The years 1779 and 1780 were bleak ones for the Revolution. The British took Charleston and Savannah and had a substantial army in the Carolinas. Now British commander Clinton turned his attention to Virginia. On December 20, 1780, 27 British ships arrived in the Chesapeake Bay carrying an expeditionary force commanded by...
The years 1779 and 1780 were bleak ones for the Revolution. The British took Charleston and Savannah and had a substantial army in the Carolinas. Now British commander Clinton turned his attention to Virginia. On December 20, 1780, 27 British ships arrived in the Chesapeake Bay carrying an expeditionary force commanded by traitor and newly appointed British Brigadier General Benedict Arnold. He was to concentrate on destroying any supplies or equipment that would be useful to the Continental Southern Army, which had been very active in the Carolinas by this time. Virginia’s governor, Thomas Jefferson, was unable to raise forces to resist Arnold’s ventures and could only appeal to General Washington for troops. After occupying Portsmouth and building a defensive fortified line with several redoubts around the town, Arnold’s force went up the James River and on January 5, 1781 took Richmond, burning a portion of the city. The same fate was in store for Petersburg. Arnold’s force wrecked havoc and sowed destruction along the James River and Hampton Roads port towns.

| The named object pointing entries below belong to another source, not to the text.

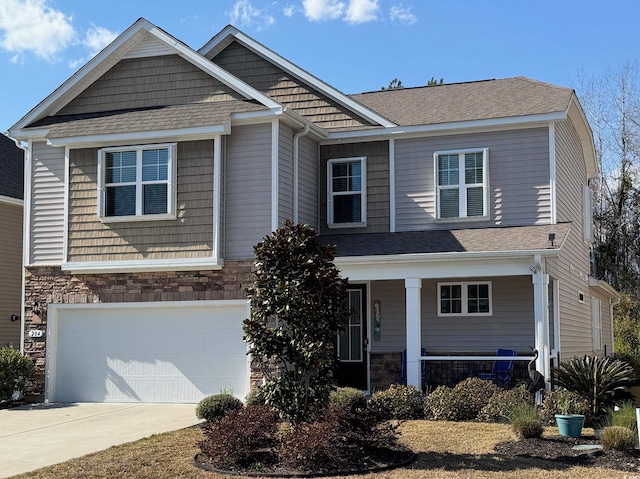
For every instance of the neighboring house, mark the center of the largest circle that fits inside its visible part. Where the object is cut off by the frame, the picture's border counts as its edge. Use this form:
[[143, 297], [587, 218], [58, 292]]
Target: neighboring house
[[11, 204], [461, 215]]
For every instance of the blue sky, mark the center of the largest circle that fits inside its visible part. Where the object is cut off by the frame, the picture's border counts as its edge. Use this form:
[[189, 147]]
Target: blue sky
[[355, 45]]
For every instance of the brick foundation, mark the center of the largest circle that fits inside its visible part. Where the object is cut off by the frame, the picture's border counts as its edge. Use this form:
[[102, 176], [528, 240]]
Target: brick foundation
[[46, 285]]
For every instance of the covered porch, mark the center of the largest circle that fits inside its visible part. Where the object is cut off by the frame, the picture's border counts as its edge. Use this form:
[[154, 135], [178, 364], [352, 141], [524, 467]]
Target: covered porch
[[452, 310]]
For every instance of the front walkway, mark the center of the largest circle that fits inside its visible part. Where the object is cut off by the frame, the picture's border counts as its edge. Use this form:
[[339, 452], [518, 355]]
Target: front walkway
[[35, 436]]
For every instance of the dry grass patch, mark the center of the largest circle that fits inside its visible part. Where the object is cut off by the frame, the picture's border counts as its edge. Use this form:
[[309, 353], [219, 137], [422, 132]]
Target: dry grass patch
[[445, 450]]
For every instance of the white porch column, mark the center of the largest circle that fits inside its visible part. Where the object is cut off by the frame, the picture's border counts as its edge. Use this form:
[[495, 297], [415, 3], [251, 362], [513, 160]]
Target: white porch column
[[414, 334], [541, 318]]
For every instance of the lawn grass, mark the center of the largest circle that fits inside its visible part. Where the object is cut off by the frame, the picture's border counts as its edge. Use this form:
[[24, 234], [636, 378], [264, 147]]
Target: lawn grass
[[445, 450]]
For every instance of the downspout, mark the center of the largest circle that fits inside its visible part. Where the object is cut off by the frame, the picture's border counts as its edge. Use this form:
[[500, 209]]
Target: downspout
[[296, 140]]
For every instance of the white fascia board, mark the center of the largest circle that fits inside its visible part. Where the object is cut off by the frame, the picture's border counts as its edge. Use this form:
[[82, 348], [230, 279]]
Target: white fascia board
[[198, 133], [297, 72], [144, 265], [439, 265], [11, 201], [605, 287], [417, 130]]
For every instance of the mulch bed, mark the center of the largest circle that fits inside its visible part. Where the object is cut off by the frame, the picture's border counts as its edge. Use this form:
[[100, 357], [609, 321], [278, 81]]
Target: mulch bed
[[377, 460], [560, 449]]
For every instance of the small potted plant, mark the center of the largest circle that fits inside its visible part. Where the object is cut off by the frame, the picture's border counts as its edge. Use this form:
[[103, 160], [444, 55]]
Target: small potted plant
[[569, 420]]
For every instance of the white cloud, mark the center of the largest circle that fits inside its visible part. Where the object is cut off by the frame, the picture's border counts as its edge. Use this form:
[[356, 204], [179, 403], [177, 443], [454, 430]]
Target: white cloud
[[361, 11], [34, 26], [317, 10], [96, 38], [244, 13], [402, 15]]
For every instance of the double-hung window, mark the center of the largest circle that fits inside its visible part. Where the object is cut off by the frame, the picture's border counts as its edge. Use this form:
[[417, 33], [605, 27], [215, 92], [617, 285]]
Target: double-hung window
[[346, 192], [464, 299], [137, 182], [461, 183]]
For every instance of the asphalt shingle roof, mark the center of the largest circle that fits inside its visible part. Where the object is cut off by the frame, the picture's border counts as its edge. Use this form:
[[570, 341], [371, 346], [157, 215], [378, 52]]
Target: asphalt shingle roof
[[508, 97], [495, 239], [11, 169], [145, 119]]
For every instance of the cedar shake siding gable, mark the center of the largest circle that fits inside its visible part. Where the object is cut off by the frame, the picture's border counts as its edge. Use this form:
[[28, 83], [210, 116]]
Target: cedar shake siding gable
[[149, 82], [287, 90], [518, 179], [190, 235]]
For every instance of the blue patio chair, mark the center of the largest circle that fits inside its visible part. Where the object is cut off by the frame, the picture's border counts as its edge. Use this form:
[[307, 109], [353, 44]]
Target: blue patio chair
[[423, 365], [501, 371]]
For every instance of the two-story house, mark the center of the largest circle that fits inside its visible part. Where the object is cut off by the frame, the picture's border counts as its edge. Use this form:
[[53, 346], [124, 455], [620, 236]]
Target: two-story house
[[461, 215], [11, 204]]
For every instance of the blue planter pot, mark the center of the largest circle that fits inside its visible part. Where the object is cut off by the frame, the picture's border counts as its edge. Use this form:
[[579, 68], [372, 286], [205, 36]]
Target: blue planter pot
[[570, 425]]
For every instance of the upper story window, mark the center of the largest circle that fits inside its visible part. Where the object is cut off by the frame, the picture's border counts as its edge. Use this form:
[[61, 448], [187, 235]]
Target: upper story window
[[461, 184], [137, 182], [347, 192], [464, 299]]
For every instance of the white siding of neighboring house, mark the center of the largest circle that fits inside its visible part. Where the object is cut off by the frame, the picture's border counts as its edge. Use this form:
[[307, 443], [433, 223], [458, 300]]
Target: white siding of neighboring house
[[519, 191], [247, 202], [571, 268], [46, 219]]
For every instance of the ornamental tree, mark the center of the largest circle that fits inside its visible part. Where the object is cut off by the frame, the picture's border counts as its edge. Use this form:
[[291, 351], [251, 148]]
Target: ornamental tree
[[299, 304]]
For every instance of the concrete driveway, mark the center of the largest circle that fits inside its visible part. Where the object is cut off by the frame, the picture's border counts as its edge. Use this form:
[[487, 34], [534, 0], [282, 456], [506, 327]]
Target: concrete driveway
[[35, 436]]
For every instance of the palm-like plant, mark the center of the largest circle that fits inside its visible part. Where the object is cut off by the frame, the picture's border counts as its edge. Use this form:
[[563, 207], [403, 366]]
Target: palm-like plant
[[598, 380]]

This was Virginia’s first serious taste of the war, as the main action had until then taken place further north and south. As the British raid continued into the spring, knowing that Lord Cornwallis’ large army was in North Carolina heading northward and that General Clinton was considering dispatching more redcoats from New York, the citizens of Virginia were fearful.
In February 1781, Washington, sensitive to the pleas of the Virginia Governor, ordered General Lafayette south with a force of some 1,200 troops. To join them a group of French ships headed for Virginia with an equal number of reinforcements. Lafayette arrived with a small party on March 14, but at sea the Royal Navy repulsed the French fleet, which left the theater of operations. Instead of help arriving by sea, on March 20 the British landed an additional force, meaning that Lafayette’s contingent would be outnumbered by almost three to one when they arrived. He considered that the loss of the sea lanes precluded his intended action and on April 3 returned to Maryland where his men were encamped awaiting transportation. He would not reach Virginia soil until the end of the month. Patriots in Virginia had already been worried, but Lafayette’s departure was a blow that shook their confidence.
Benjamin Harrison was a prominent Virginia planter who served in the House of Burgesses from 1752-1775. The Virginia Revolutionary Convention then sent him to the Continental Congress, where he remained for two years and signed the Declaration of Independence. He left Congress to serve as Speaker of the Virginia House of Delegates from 1778 to December 1, 1781, when he took office as Governor of Virginia. His Berkeley plantation was on the James River and he was forced to evacuate it by Arnold’s raid. Harrison’s son William Henry and great-grandson Benjamin would become presidents of the United States. The Mr. Randolph spoken of is likely Edmund Randolph, then Virginia Attorney General. He was also a member of the Continental Congress and the fir Attorney General of the United States.
Autograph Letter Signed, 2 pages, Berkeley, Va., April 8, 1781, to Robert Morris, expressing Harrison’s concern over Arnold’s attacks and worries about the fate of the American cause. “When I had the pleasure of seeing you, I informed you that Bringhurst had promised to deliver you Mr. Randolph’s chariot in six weeks from that time and told him that you would receive it and pay him one-half of what he could justly claim. The time is now expired & as I have heard nothing from you, I apprehend that he again intends to disappoint me. If this should be the case, will you be so obliging as once more to remind him of his promise & let me know what Mr. Randolph is to expect, who wants the chariot much. The money you advance he will repay with particular thanks in any manner that will be agreeable to you.
“My distressed family is once more put to the scout, to get out of the way of Arnold, who it is said, has received a reinforcement and intends again to pay us a visit. I do not believe it myself, but we had better err on the safe side. Cornwallis has reached Cross Creek, Greene is not far behind him endeavoring once more to force him to battle. If he brings it about, God send it may end favourably, for depend on it my friend, victory is absolutely necessary for us, we are in want of every thing to carry on war and we have no way to procure them; they are only to be had with you, and in our present situation, we have nothing that you will take for them; this is a more serious matter than you may immagine. Something must be done or the jigg will soon be up in this part of the world; our allies must exert themselves; amusement will no longer do, our people talk loudly, they hear of fleets and armies but see them not, and let me acknowledge to you, I myself am full of doubts, and know not what all this means, but I will say no more.”